The topic of my PhD Thesis is Incremental and Hierarchical Document Clustering.
At the beginning, LSI (and other related "algebraic" techniques) was not one of the techniques I intended to use.
However, when I discovered Radim's work I started changing my opinion. With version 0.8.6 and its implementation of hashing trick, I believed I've found the solutions for some of my problems.
To run some experiments with Gensim and LSI I used a very small corpus of 4 documents with 5 words (represented by letters for short). I started with the 3 first documents and calculated the hash dictionary, BOW, TF-IDF and LSI (from TF-IDF and also from original BOW vectors). Then I add the 4th document and updated all the matrices. For LSI I tried two ways: add the document to previous model and recalculate a new model from scratch. I send in attachment the code and the output.
From these experiments some questions and issues arise:
1. Even understanding the hashing trick and the advantages of Hash Dictionary over "normal" Dictionary, how can we "calculate TF-IDF on-the-fly". We can compute TF-IDF of new documents from the previous TF-IDF model (because with Hash Dictionary the vectors have the same dimension) but this TF-IDF will not consider new terms and, mainly, the TF-IDF values of previous documents will not be updated. With each new document the TF-IDF of all previous documents change, so we need to recalculate everything from scratch. Am I right?
2. After running several times the same code I realized that, sometimes, LSI produces symmetrical results (without any code change). The magnitude of values remains unchanged but all the signs change. I saw that the topic values also change to the symmetrical and the final matrix should be the same. But why this happen? (I haven't dived in Gensim's code to find if exists some source of randomness).
3. I confirmed, as expected, that LSI models starting from BOW produced exactly the same result when computed incrementally and when computed from scratch. However the same didn't happen when I used TF-IDF values as input to LSI model. The values are near but different. I suppose that this difference is caused by TF-IDF changes (BOW remains equal).
4. Finally the biggest issue: LSI values of documents already processed also change with the arrival of each new document. This is expectable since the topics are recalculated in each iteration.
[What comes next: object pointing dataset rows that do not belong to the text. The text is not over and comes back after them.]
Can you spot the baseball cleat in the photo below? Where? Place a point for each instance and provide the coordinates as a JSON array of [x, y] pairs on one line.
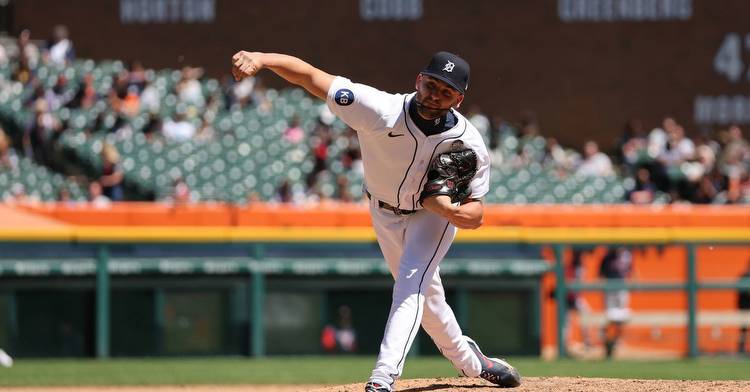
[[374, 386], [495, 370]]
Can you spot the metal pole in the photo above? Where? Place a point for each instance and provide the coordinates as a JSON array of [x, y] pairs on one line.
[[692, 293], [159, 303], [102, 303], [561, 293], [257, 334]]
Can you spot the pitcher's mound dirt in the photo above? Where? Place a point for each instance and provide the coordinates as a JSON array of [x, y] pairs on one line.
[[538, 384], [535, 384]]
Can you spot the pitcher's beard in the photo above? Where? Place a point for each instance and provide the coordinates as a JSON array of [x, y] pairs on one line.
[[429, 113]]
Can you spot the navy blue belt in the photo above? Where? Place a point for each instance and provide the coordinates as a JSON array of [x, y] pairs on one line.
[[389, 207]]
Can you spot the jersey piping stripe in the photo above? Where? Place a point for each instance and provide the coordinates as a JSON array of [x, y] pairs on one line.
[[419, 292], [413, 201], [413, 156]]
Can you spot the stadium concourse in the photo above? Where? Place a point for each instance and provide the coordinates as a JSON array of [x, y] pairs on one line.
[[78, 130]]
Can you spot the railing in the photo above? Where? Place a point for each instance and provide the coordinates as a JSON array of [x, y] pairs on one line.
[[690, 238]]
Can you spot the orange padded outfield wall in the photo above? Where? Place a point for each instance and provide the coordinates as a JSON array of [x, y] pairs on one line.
[[336, 214], [505, 223]]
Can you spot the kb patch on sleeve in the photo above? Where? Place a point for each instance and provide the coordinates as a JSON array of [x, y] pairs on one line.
[[344, 97]]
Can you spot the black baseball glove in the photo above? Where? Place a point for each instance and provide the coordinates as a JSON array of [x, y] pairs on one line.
[[450, 174]]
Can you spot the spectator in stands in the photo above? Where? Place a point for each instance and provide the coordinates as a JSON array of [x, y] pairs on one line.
[[577, 304], [616, 266], [85, 97], [743, 305], [633, 145], [5, 359], [240, 93], [39, 133], [342, 189], [294, 132], [22, 73], [111, 179], [595, 162], [644, 191], [63, 195], [59, 95], [131, 103], [557, 157], [734, 163], [60, 50], [480, 121], [18, 195], [96, 197], [150, 98], [189, 89], [153, 127], [206, 132], [284, 192], [28, 52], [136, 76], [8, 158], [320, 143], [181, 191], [179, 129]]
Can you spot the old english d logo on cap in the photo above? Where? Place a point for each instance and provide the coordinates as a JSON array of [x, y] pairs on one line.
[[449, 68]]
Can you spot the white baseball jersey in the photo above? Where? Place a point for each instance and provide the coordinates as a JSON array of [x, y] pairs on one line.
[[396, 155]]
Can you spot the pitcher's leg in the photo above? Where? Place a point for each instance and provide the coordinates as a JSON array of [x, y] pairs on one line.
[[439, 321], [426, 241]]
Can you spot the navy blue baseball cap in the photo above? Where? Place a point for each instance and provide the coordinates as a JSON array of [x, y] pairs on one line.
[[449, 68]]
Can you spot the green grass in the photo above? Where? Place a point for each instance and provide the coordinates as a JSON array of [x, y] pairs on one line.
[[333, 370]]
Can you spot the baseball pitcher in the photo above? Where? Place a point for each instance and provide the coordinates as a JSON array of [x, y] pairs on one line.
[[426, 170]]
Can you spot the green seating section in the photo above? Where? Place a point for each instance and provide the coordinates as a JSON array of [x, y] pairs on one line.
[[248, 153]]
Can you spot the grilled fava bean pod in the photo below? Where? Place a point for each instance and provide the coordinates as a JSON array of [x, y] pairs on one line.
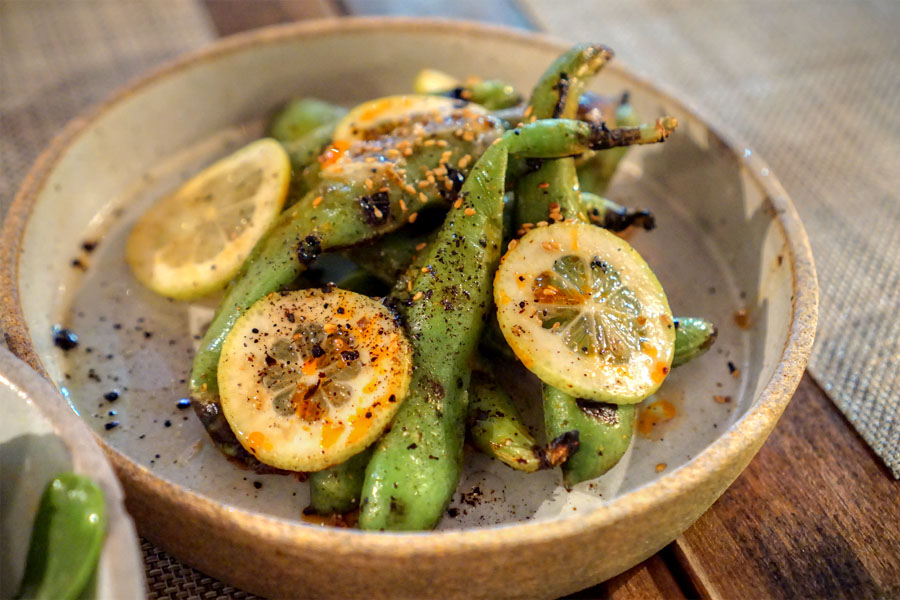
[[355, 200], [552, 192], [66, 539], [300, 117], [615, 217], [337, 490], [496, 429], [693, 337], [604, 432], [416, 466], [493, 94], [556, 95], [595, 170]]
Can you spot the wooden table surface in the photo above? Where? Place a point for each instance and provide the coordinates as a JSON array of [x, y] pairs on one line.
[[815, 515]]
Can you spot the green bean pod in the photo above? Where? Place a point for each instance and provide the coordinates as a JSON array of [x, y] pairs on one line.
[[493, 94], [303, 153], [417, 464], [495, 428], [605, 431], [337, 490], [595, 170], [343, 210], [615, 217], [389, 256], [299, 117], [66, 539], [693, 337], [555, 185]]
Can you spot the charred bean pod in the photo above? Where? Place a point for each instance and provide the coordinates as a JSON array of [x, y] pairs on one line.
[[337, 490], [299, 117], [693, 337], [604, 432]]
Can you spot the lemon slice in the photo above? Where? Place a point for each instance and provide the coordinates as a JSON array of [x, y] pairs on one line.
[[432, 81], [309, 378], [370, 118], [193, 241], [582, 310]]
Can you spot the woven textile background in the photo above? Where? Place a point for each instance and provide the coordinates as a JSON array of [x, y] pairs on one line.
[[813, 86], [56, 59]]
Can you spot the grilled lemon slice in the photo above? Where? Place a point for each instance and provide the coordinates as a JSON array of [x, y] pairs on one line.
[[193, 241], [309, 378], [583, 311]]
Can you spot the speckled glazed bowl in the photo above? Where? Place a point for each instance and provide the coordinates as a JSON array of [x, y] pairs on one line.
[[40, 437], [728, 239]]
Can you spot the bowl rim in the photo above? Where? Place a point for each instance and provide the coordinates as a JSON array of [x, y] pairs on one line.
[[119, 570], [741, 437]]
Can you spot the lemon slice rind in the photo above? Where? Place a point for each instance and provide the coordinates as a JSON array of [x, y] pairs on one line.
[[193, 241], [288, 390], [637, 364]]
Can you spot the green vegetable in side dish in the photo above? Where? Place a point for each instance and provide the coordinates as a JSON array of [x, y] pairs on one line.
[[66, 540]]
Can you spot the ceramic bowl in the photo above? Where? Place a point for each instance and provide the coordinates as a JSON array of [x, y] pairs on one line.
[[40, 437], [728, 239]]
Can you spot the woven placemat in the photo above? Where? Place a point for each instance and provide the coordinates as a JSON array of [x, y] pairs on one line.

So, is like have a set of points in a space whose basis vectors are constantly changing. Even if the points remain "constant" (like in BOW case) his representation in the permanently changing space will change accordingly.
If I'm getting the whole picture, this cancels the advantage of hashing trick and LSI because there is still the need of reprocessing the previous documents.
Now I'm blocked, wondering if LSI can be used for incremental clustering.
My clustering algorithm creates a tree where each node represents a concept (probabilistic description of the documents it stores). There are also some requirements in terms of processing time for each document, making impractical a global reorganization of the hierarchy in each step.
Any remark from Radim or other members would be invaluable. If someone is using Gensim for incremental clustering it would be great if we could trade ideas and experiences.
Sorry for the extension of the post.
Thanks,
Rui Encarnação
PS - Radim, the "compactify" issue is solved! Thx!